Ogni tanto, quando ho del tempo libero, mi piace stilare liste di libri da leggere e, una che faccio e rifaccio piuttosto spesso, è relativa agli autori italiani a cavallo tra l’800 e il 900 che non ho ancora letto. Ho preso in mano molti classici del romanzo stranieri ma quelli italiani li ho sempre snobbati, senza un reale motivo. Per questo ho voluto leggere “Malombra” di Fogazzaro e leggerò anche altri autori italiani soprattutto dello scorso secolo. O almeno queste sono le mie intenzioni.

Il protagonista del romanzo è Corrado Silla, un giovane scrittore milanese che viene invitato a visitare una villa solitaria, nei pressi di un lago italiano non ben precisato, dal conte che vi abita. Qui, oltre a conoscere qualcosa d’importante sul suo passato, incontra e s’innamora della bella Marina Crusnelli di Malombra, la nipote orfana del conte. La ragazza, isolata e lontana da ogni amicizia o punto di riferimento, vive le sue giornate passeggiando, leggendo e contrariando suo zio nel tentativo di essere allontanata da quella che vede come una prigionia. Le cose cambiano quando trova nella sua stanza un diario di una certa Cecilia, sua antenata, triste moglie solitaria del padre del conte e si convince di esserne la sua reincarnazione. Di qui inizia un lungo e cupo periodo di vendette e pazzia fino al terribile epilogo.

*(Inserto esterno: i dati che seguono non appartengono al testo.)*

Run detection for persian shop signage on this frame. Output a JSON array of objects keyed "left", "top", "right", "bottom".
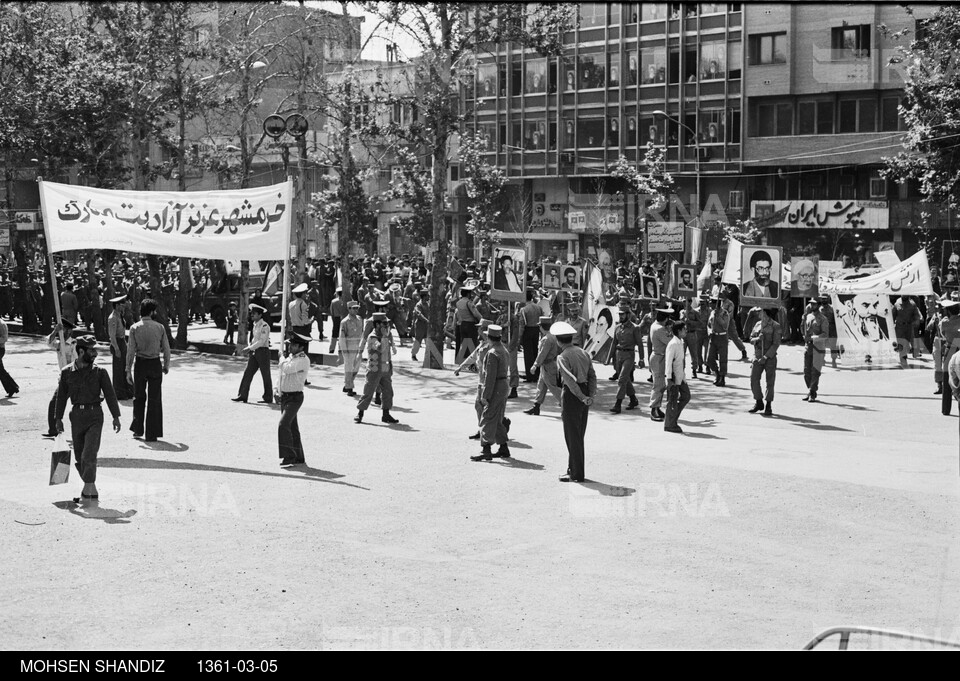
[{"left": 750, "top": 199, "right": 890, "bottom": 229}]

Devo ammettere che mi sono approcciata con un po’ di timore a questo libro perché le tematiche trattate mi erano sembrate banali. È inutile negare che mi sono dovuta ampliamente ricredere perché “Malombra” è un romanzo ricco di pathos, sentimenti e di onore oltre ad essere arricchito da descrizioni paesaggistiche davvero superbe. La storia, come avrete letto, è parecchio ingarbugliata e il finale lascia davvero spiazzati, in modo positivo, per quanto mi riguarda.
Il libro, pubblicato alla fine dell’ottocento, è un perfetto esempio di letteratura italiana decadente e ciò è in linea sia con il luogo prescelto come ambientazione, sia per il tema della pazzia, sia per alcuni personaggi retrogradi e attaccati al passato. La prima cosa che mi ha colpito è relativa alle descrizioni che sono davvero sublimi: grazie ai dettagli e alla poesia con cui sono espressi, mi sembrava di passeggiare nel castello, di remare sul lago e di perdermi tra le fronde dei boschi. Insomma, mi è sembrato un luogo davvero incantato che mi ha affascinata sin dal primo istante. I personaggi principali non mi hanno colpita particolarmente, mi sono piaciuti molto di più quelli secondari che sono più caratteristici e hanno un ruolo rilevante nella narrazione. Silla è un ragazzo pieno di speranze e illusioni che cerca di farsi strada scrivendo mentre Marina è una ragazza viziata e altezzosa che mi è sembrata antipatica immediatamente. La storia della reincarnazione e della pazzia, piuttosto che mitigare la sensazione e farmela apprezzare, hanno sortito l’effetto contrario perché lei risulta sempre glaciale. Insomma, la sua bellezza mediterranea non corrisponde a un carattere aperto, anzi, Marina è una donna capricciosa e superba, un concentrato di caratteristiche negative. Per questo motivo non mi sono riuscita a godere il libro pienamente e, al contrario, ho storto il naso ogni volta che lei appariva e dialogava con gli altri personaggi. Nei momenti di solitudine, quando ragionava con sé stessa, la situazione migliorava leggermente ma non abbastanza.
A parte la mia personale antipatia per la marchesina di Malolmbra, il libro mi è piaciuto perché l’ho trovato denso e poetico, ricco di sentimenti, pensieri e descrizioni. Era davvero da tanto che non leggevo qualcosa del genere e, a parte la lentezza nella lettura, ho respirato una boccata d’aria “pulita” e “rinfrescante” per il mio cervello.
Assegno quattro stelline e mezzo al libro.